Economic concern, taxation reform and government failings are the key findings from the 2014 second half Director Sentiment Index, writes Angela Faherty.
Directors are more pessimistic about the future health of the Australian economy than ever before, a study has found. Figures from the 2014 second half Director Sentiment Index (DSI) show that more than 40 per cent of directors considered the Australian economy as weak in the past six months, while half see it as weak at present.
The survey, conducted by the Australian Institute of Company Directors, measures the opinions and future intentions of 501 directors of private business, not-for-profit organisations and ASX-listed companies.
It found that the future outlook for the Australian economy is even more pessimistic, with 55 per cent of directors expecting the economy to remain weak over the next year.
Remaining consistent with the first half of 2014, directors cited low productivity growth as the biggest economic challenge facing Australian business. This was followed by global economic uncertainty and low consumer confidence.
Overall, director sentiment regarding economic indicators was down from the first half of 2014, with 86 per cent of directors expecting to see the value of the Australian dollar decline further over the next 12 months.
Almost 60 per cent expect to see a rise in unemployment across the country, while 34 per cent expect the rate of inflation to increase. Thirty eight per cent expect a hike in the Reserve Bank of Australia’s official cash rate.
For the first time since the survey began, directors expect the US economy to be stronger than Asia over the next 12 months, with almost 40 per cent expecting an uptick in the next year.
However, director sentiment regarding the European economy has remained pessimistic, with 70 per cent expecting it to remain weak over the next 12 months.
Directors have identified taxation reform as a priority for the federal government, the DSI found.
In particular, multinational tax arrangements, such as transfer pricing, were viewed as an area most in need of change, with state-based taxes such as payroll tax and the GST also areas where directors felt reform was needed.
The study found that overall, director sentiment regarding the level of corporate and personal taxation remains pessimistic, with almost 70 per cent of directors believing the level of personal taxation is too high.
In line with previous surveys, 42 per cent of directors believe the level of corporate taxation is too high, while 43 per cent think it is “about right”.
In contrast, only 15 per cent of directors believe corporation tax is too low, compared to 6 per cent for personal taxation levels.

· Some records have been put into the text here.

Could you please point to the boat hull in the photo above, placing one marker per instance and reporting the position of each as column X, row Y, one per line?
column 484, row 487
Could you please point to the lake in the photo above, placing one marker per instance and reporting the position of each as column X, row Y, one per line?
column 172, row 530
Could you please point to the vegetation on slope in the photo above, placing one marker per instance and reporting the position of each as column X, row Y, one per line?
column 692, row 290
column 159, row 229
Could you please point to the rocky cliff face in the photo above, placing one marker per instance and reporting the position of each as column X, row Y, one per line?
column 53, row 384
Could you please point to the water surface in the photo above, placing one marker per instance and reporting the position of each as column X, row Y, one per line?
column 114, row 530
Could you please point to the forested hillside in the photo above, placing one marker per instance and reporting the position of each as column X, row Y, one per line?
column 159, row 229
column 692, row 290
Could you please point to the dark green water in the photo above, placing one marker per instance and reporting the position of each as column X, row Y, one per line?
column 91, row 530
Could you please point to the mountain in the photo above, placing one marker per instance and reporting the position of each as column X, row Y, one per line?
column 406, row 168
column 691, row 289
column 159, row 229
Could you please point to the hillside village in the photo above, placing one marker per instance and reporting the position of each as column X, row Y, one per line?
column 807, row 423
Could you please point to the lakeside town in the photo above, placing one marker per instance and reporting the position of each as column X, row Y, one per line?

Commenting on the study, John H C Colvin FAICD, CEO and managing director at Company Directors, said: “It is clear that tax reform is now a significant item on the national reform agenda.
“Any debate about this issue needs to consider all aspects of taxation so that Australia can adopt a robust system that will generate sufficient public revenue without compromising business investment or entrepreneurial spirit.”
Colvin added: “The DSI results show that productivity growth and taxation reform are critical issues for the government to address in the short term. Directors have, for the first time, indicated that both these areas are a greater priority than infrastructure investment.”
In another blow to the federal Coalition government, the study also found that more directors than not now believe that the current government does not understand business.
Overall, directors’ confidence in the government has slumped to its lowest level since its election in September 2013, slipping 7.1 points since the last survey and falling back to the same level recorded in early 2013 when the former Labor government was still in power.
Almost half of all directors rate the government’s performance in its first year in office as “poor” or “very poor” with a similar number believing the government’s performance had a negative impact on their business decision-making. Around 75 per cent believe it had a negative impact on consumer confidence.
This continues a downward trend in sentiment that has been apparent since the Coalition took power last September.
Of particular concern for directors, is the level of red tape burdening business.
Thirty five per cent of respondents believe this has increased over the last 12 months, while more than a quarter of directors expect an increase in the coming year.
Around 70 per cent of directors identify both workplace health and safety and preparing and paying taxes as the aspects of their business most affected by red tape.
Overall, directors estimate that red tape compliance accounts for approximately 24 per cent of their total board commitment, with around 40 per cent believing this commitment has increased in the past year.
When questioned on government funding, directors indicated broad support for the idea that the government should provide financial assistance to select industries with a capacity for growth.
The sectors considered most worthy of federal funding include research and development (R&D) organisations, start-up companies and those operating in niche markets with high barriers to entry.
The study found that 97 per cent of the 501 directors responding to the survey said the R&D industry should receive some, or full, financial support from the federal government.
Ninety per cent believed the same level of support should be given to start-up companies.
In contrast, 58 per cent of directors believe industries facing severe market decline should receive no financial support from the federal government.
Fifty nine per cent of directors also supported financial investment in companies operating in niche markets with high barriers to entry, however, 36 per cent also believed these companies should not receive any financial support.